The 2019-20 net profit was an 8.2 per cent improvement on the previous financial year when it racked up costs for the Coles demerger.

The latest result came after the group took a $525 million pre-tax impairment relating to closing underperforming Target stores and converting some into Kmarts.

The diversified conglomerate’s revenue jumped by more than 10 per cent due to higher retail sales, particularly at its cash cow Bunnings hardware chain and also Officeworks as customers spent more time working, learning and doing projects at home.

Sales growth was also strong for Kmart despite volatile trading conditions, Wesfarmers said, while online sales overall jumped 60 per cent, with the recent acquisition of online department store Catch proving a smart move.

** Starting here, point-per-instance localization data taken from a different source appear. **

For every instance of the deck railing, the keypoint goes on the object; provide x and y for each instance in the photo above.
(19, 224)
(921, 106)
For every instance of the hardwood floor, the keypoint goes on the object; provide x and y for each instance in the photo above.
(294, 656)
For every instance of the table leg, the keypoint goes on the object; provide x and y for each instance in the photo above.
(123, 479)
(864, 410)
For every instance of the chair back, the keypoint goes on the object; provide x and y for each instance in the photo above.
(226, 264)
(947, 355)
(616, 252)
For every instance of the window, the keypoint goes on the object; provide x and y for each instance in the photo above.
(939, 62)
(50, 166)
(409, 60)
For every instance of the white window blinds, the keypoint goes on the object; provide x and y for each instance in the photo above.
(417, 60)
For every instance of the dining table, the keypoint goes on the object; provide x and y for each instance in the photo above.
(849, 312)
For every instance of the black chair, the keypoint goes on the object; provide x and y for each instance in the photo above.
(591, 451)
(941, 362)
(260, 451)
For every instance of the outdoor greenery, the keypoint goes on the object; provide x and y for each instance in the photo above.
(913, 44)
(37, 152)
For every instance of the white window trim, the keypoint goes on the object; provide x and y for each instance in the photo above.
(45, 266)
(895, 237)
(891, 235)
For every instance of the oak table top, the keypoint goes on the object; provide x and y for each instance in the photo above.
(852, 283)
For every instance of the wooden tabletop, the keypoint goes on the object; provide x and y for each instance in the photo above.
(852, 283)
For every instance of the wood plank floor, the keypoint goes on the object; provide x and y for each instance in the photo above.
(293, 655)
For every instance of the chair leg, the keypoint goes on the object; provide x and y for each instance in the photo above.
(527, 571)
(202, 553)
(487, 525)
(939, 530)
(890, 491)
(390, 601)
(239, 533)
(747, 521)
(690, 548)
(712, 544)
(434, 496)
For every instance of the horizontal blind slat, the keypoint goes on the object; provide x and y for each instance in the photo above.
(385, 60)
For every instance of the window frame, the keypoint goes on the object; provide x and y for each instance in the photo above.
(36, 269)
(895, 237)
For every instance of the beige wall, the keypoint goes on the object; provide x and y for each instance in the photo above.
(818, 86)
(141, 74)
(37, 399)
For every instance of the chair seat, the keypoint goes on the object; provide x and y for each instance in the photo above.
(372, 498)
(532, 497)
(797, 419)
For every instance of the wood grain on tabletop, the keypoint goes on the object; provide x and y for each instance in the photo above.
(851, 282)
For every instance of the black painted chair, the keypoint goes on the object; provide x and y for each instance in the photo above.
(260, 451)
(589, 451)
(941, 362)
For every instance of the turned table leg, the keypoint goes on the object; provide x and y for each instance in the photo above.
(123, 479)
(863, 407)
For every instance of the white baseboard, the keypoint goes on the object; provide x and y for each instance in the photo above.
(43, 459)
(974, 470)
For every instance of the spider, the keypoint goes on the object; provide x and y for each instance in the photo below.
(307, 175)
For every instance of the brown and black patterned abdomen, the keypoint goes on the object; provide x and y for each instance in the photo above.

The group said restrictions in Victoria and New Zealand would likely affect sales, but the outlook was generally for higher demand across its retailers.

“Online sales have increased significantly through July and August across all retail businesses,” Wesfarmers said.

But sales would be affected by the gradual removal of government stimulus measures.

“The continued impact of COVID-19 and potential government responses presents significant uncertainty for the operating environment,” Wesfarmers said.

The group declared a final dividend of 77 cents per share, bringing the full-year payout to $1.52 per share.